Before I joined the JLL team in March 2015, I worked in the regional Corporate Real Estate Services department of a leading multinational bank. For the 8 years I headed the department, I was on the “customer” end of industry service providers that included JLL.
I articulated the property needs of the business teams in the bank to third party service providers who would work with us to create solutions. Many times our expectations would be tempered by market realities.
Key example of the gap between realities and expections:
My region participated in a network wide initiative to dispose of non-core property assets. The timelines on the project were 30-60 days between execution of the letter of offer and closing of the transaction. In Kenya, the reality is that, even in a perfect scenario, you would expect a sale transaction to run for a minimum of 90 days from execution of the letter of offer to the close of the sale. We had to adjust the project timelines in Kenya and vary some of the standard sale procedures and documentation to try and facilitate faster closing of the transactions. I used my technical expertise to translate the facts and figures to the business teams, but I often found that the inflexibility of some aspects of the market wasn’t easily appreciated by my primary customer, stakeholders in the Bank.

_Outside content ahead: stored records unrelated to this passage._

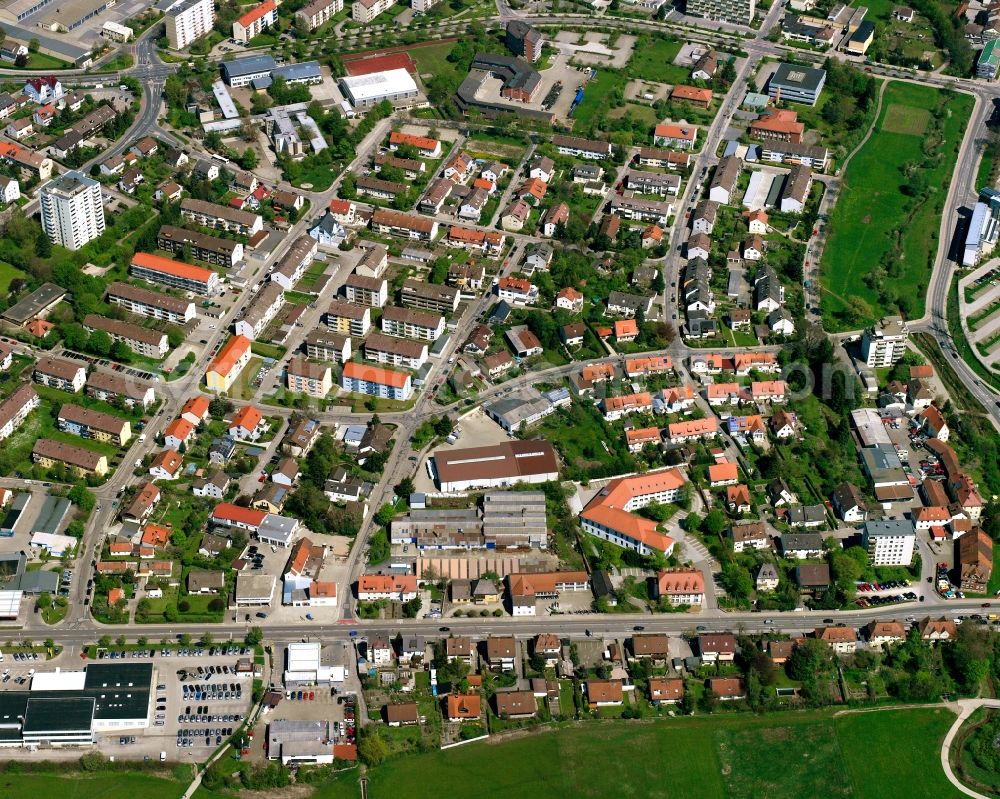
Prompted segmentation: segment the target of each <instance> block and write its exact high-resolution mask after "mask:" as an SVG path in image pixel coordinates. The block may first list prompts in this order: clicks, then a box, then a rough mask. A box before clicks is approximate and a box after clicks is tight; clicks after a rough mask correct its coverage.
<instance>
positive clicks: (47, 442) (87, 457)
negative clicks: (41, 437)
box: [31, 438, 108, 477]
mask: <svg viewBox="0 0 1000 799" xmlns="http://www.w3.org/2000/svg"><path fill="white" fill-rule="evenodd" d="M31 459H32V460H33V461H34V462H35V463H38V464H41V466H43V467H44V468H46V469H51V468H52V467H53V466H55V465H56V464H57V463H61V464H63V465H64V466H66V467H67V468H68V469H69V470H70V471H71V472H73V474H75V475H77V476H79V477H86V476H87V475H89V474H94V475H97V476H98V477H103V476H104V475H106V474H107V473H108V459H107V458H106V457H105V456H104V455H102V454H101V453H99V452H95V451H94V450H90V449H84V448H83V447H75V446H73V445H72V444H63V443H62V442H61V441H53V440H52V439H51V438H40V439H38V441H36V442H35V446H34V448H33V449H32V450H31Z"/></svg>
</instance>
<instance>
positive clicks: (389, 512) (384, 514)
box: [375, 502, 396, 527]
mask: <svg viewBox="0 0 1000 799" xmlns="http://www.w3.org/2000/svg"><path fill="white" fill-rule="evenodd" d="M395 517H396V509H395V508H394V507H393V506H392V505H390V504H389V503H388V502H387V503H386V504H385V505H383V506H382V507H381V508H379V509H378V512H377V513H376V514H375V521H377V522H378V523H379V524H381V525H382V526H383V527H388V526H389V525H390V524H392V520H393V519H394V518H395Z"/></svg>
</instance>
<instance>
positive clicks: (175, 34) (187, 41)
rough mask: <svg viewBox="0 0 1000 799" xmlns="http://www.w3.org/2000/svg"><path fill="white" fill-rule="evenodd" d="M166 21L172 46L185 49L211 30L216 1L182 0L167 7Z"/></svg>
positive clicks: (168, 36)
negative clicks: (189, 44)
mask: <svg viewBox="0 0 1000 799" xmlns="http://www.w3.org/2000/svg"><path fill="white" fill-rule="evenodd" d="M164 22H166V26H167V42H168V43H169V45H170V48H171V49H172V50H183V49H184V48H185V47H187V46H188V45H189V44H191V42H193V41H195V40H196V39H200V38H201V37H202V36H205V35H207V34H208V33H210V32H211V30H212V26H213V25H214V24H215V3H213V2H212V0H180V2H178V3H174V4H173V5H172V6H171V7H170V8H168V9H167V12H166V14H165V15H164Z"/></svg>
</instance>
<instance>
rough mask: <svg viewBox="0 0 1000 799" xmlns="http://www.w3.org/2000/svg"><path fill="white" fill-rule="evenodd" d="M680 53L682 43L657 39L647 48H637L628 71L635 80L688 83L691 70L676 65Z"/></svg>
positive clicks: (629, 66)
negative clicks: (639, 78)
mask: <svg viewBox="0 0 1000 799" xmlns="http://www.w3.org/2000/svg"><path fill="white" fill-rule="evenodd" d="M680 51H681V42H679V41H677V40H676V39H659V38H657V39H655V40H654V41H653V42H652V43H651V44H649V45H647V46H646V47H636V50H635V52H634V53H633V54H632V59H631V60H630V61H629V62H628V66H627V67H626V69H627V70H628V73H629V74H630V75H631V76H632V77H633V78H641V79H642V80H650V81H656V82H657V83H670V84H676V83H688V82H690V80H691V70H690V69H687V68H685V67H679V66H677V65H676V64H675V63H674V59H675V58H676V57H677V54H678V53H679V52H680Z"/></svg>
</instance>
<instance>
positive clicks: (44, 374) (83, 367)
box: [32, 356, 87, 394]
mask: <svg viewBox="0 0 1000 799" xmlns="http://www.w3.org/2000/svg"><path fill="white" fill-rule="evenodd" d="M32 377H33V378H34V380H35V382H36V383H41V384H42V385H43V386H51V387H52V388H58V389H59V390H60V391H68V392H70V393H71V394H75V393H76V392H77V391H80V389H82V388H83V386H84V383H86V382H87V368H86V367H85V366H84V365H83V364H80V363H76V362H75V361H65V360H63V359H62V358H50V357H49V356H45V357H43V358H40V359H39V361H38V363H36V364H35V371H34V374H33V375H32Z"/></svg>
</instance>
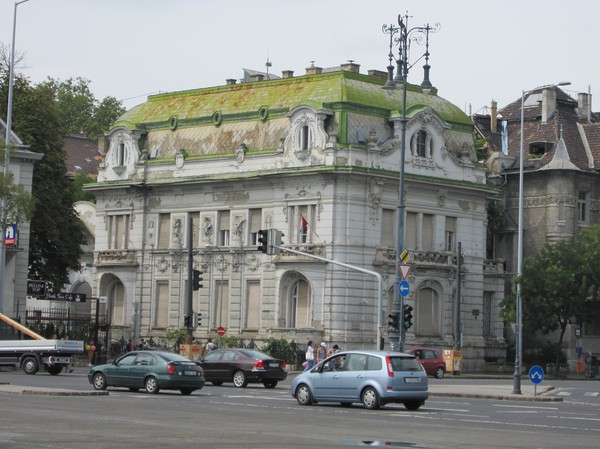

Fast forward to today and my role servicing customers, especially global corporates, brings to light a new reality. Features taken as the “norm” in the Kenyan property market which were previously dealt with by adjusting expectations aren’t easily accepted by global corporates who are often quick to point out comparisons with other markets. It falls on us the third party advisor to not only try and implement best international practice locally, but to also craft alternative solutions for our clients. For a more permanent solution, the real estate industry has been lobbying to change the legal framework that governs landlord and tenant relationships in Kenya. This process has been painstakingly slow with few notable gains.
Below is a list that provides a view on some of the issues that have come up when dealing with tenants in the Kenyan market.
- The law on commercial leases is set out in a 1965 legislation with a broad definition of controlled tenancies and a strong bias which favours controlled tenants. On account of this legislation, Landlords are unwilling to give any concessions to commercial Tenants that would see them become controlled tenants*, for instance:
- having a terminination clause in a commercial lease leads to a controlled tenancy.
- any commercial lease for less than 5 years creates a controlled tenancy. Most commercial leases have a minimum term of 5 years and 1 month.
- Sub-letting/assigning -in Kenya, sub-letting is not generally allowed in commercial leases, unless they are long-term leases (at least 21 years). In most instances the consent of the Landlord is required before the tenant can sub-let the premises.
- Termination, by notice– termination by notice is not typically permitted or provided in the leases. This in essence is because it would create terms shorter than 5 years which would result in a controlled tenancy. Where tenants may require the option to terminate/exit a lease, we have market practise options that we use to guide our clients.
- Currency – leases are largely local currency denominated with some developers having a preference for USD$ denominated leases .The USD$ denominated eases are largely as a result of developers funding their projects on USD$ funding/loans. I note that the currency of lease is at this point not legislated.
This list is not exhaustive on the issues, but it provides a view on some of the issues that have arisen consistently in the last 11 months.
Thankfully, by leveraging on our local market knowledge and our global network expertise, we continue to provide bespoke solutions to our clients.
*Controlled Tenants: The principal reason Landlords do not wish to create controlled tenants is that the Landlord/Tenant relationship is in several respects not the typical market driven relationship but one governed by the legislation with a Business Rent tribunal oversight. The tribunal is bureaucratic and often inefficient.